Installées majoritairement dans des hôpitaux, les PASS (Permanences d’accès aux soins de santé) reçoivent des patients compliqués : polypathologiques, vivant dans un grand dénuement (problèmes de logement et de travail), souvent sans papier et parlant mal ou peu le français. Elles sont installées dans des locaux mal adaptés. Enfin, elles ne disposent que d’une enveloppe financière annuelle limitée, imposant que la prise en charge des malades élimine tout superflu, chaque dépense devant être mûrement réfléchie. Ce qui implique deux choses. D’une part, prendre le temps d’examiner la situation de chaque patient, en somme faire de la clinique. D’autre part exercer collégialement, pas seulement en interdisciplinarité, mais aussi en interprofessionnalité (médecins, infirmières, assistantes sociales, voire responsable financier).
Le Dr Claire Georges-Tarragano, responsable médicale de la PASS de l’hôpital Saint-Louis (Paris) et présidente de l’association Collectif PASS, estime qu’au final, en prenant le temps nécessaire à l’analyse complète de la situation, le patient est mieux soigné pour un « juste » coût. Elle fait remarquer que les professionnels de santé sont heureux d’y travailler, malgré des conditions de travail a priori difficiles, ce qui apparait particulièrement intéressant dans un monde hospitalier fortement impacté par un absentéisme entraine par des conditions de travail difficiles.
Cette expérience est le point de départ d’un ouvrage collectif paru en décembre 2015, au titre explicite : “Soigner l’humain. Manifeste pour un juste soin au juste coût”. Il a donné lieu à deux conférences débats, la dernière, le 24 mai dernier, à l’hôpital Saint-Louis (Paris), ayant eu pour thème le financement des soins : “ Juste soin au juste coût ou rentabilité ? Comment concilier les valeurs du soin avec les contraintes financières ?”

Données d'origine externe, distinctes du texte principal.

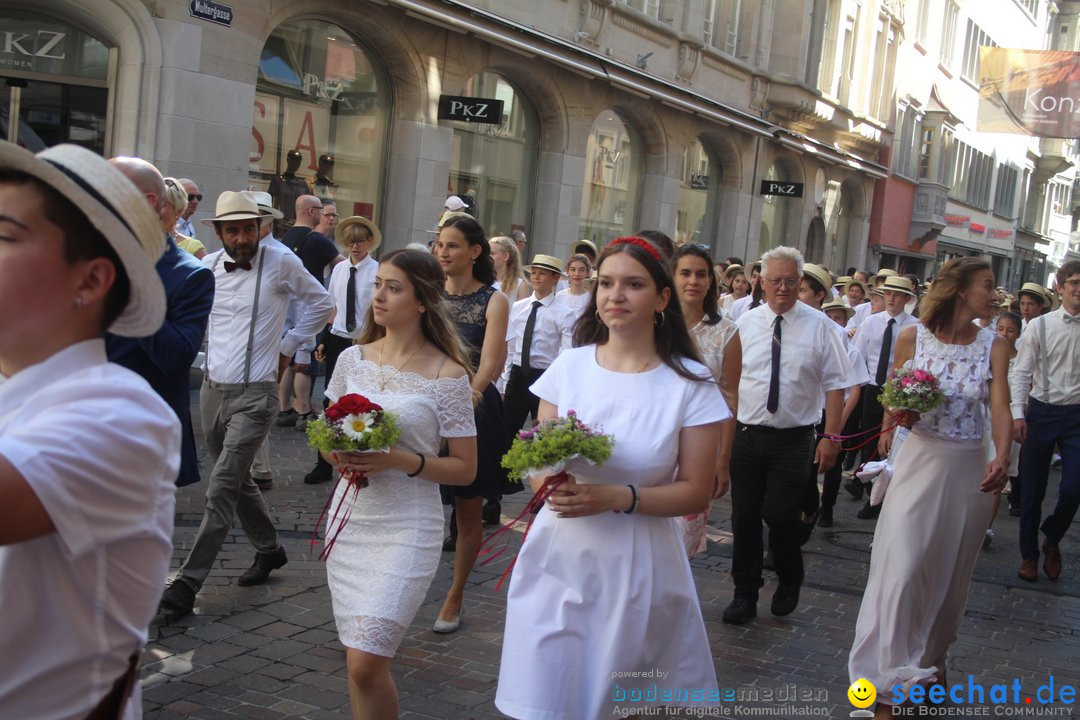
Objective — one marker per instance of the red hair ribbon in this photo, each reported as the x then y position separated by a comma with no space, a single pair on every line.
640,242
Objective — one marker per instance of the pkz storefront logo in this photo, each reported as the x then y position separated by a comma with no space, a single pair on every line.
213,12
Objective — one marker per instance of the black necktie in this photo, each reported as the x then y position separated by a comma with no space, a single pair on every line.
527,338
350,301
882,372
773,401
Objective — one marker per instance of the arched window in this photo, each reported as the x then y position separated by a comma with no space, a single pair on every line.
57,83
611,188
699,182
321,118
493,167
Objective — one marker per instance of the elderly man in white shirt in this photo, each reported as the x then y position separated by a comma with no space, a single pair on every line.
791,356
1044,382
245,356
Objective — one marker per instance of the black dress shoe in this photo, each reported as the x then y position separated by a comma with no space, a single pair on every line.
741,611
318,475
259,571
785,600
868,512
854,488
491,514
178,598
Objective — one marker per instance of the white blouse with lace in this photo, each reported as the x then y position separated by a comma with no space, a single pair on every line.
386,556
964,376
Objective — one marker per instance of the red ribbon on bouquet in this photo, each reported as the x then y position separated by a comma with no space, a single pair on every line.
551,484
356,483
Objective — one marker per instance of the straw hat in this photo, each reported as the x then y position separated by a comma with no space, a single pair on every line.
1038,290
234,206
266,203
547,262
819,274
589,245
898,284
117,209
836,304
356,219
883,272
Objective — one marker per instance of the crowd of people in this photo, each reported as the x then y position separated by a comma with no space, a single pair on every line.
712,377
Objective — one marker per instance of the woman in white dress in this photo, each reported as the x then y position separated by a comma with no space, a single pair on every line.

Comment évaluer la “justesse” d’un soin ?
Laurent Degos, hématologue et ancien président du Collège de la HAS (Haute autorité de santé), a fait remarquer que le « juste » n’est pas le même partout, en donnant l’exemple du nouveau médicament destiné à traiter l’hépatite C, efficace mais extrêmement onéreux. Le Royaume-Uni a décidé de ne pas le rembourser, suivant une logique utilitariste (trop cher pour le nombre d’années de vie gagnées). La France le rembourse, selon une logique égalitariste (tout le monde a droit aux meilleurs traitements). L’Allemagne a une logique dite de responsabilité : elle ne le rembourse qu’aux patients répondant bien aux traitements classiques de la maladie, ceux qui ont été inclus dans les essais justifiant l’autorisation de mise sur le marché.
Pour Marie Garrau, philosophe et maître de conférence à la Sorbonne (Paris), tout dépend de la valeur donnée au soin, ou plutôt des valeurs. Elles sont en effet de deux types : externes au soin parce qu’avant tout sociales, mais le cadrant, comme l’utilité, l’égalité, l’autonomie, l’efficacité ; intrinsèques au soin, qui ne peut s’en passer sans se dénaturer, comme l’attention, la responsabilité, l’écoute, le tact, l’humilité. Les secondes sont discrètes, voire invisibles. Le problème est la difficulté à les évaluer, et pas seulement financièrement.

Pour la T2A
Cette incursion dans le domaine des valeurs a laissé place à un débat passionné sur la T2A, focalisation habituelle des rencontres autour du financement des soins. Ses défenseurs d’abord, car il y en a. Jean-Pierre Dewitte, directeur général du CHU de Poitiers et président de la Conférence des directeurs généraux des Centres hospitaliers régionaux et universitaires, a plaidé pour la contrainte, qui est une des conditions de l’innovation. La T2A en est une qui permet le financement de nombreux projets innovants qu’elle finance indirectement : bien utilisée, elle rapporte de l’argent. Economiste à l’IRDES (Institut de recherche et de documentation en économie de la santé), Zeynep Or a rejoint ces propos, en proposant de partir de la notion d’efficience, le terme rentabilité n’ayant pas de sens dans un hôpital public : l’utilisation optimale des ressources disponibles pour la meilleure qualité possible de soins. La T2A est un outil pour l’améliorer parce qu’elle crée une pression économique qui oblige à l’innovation.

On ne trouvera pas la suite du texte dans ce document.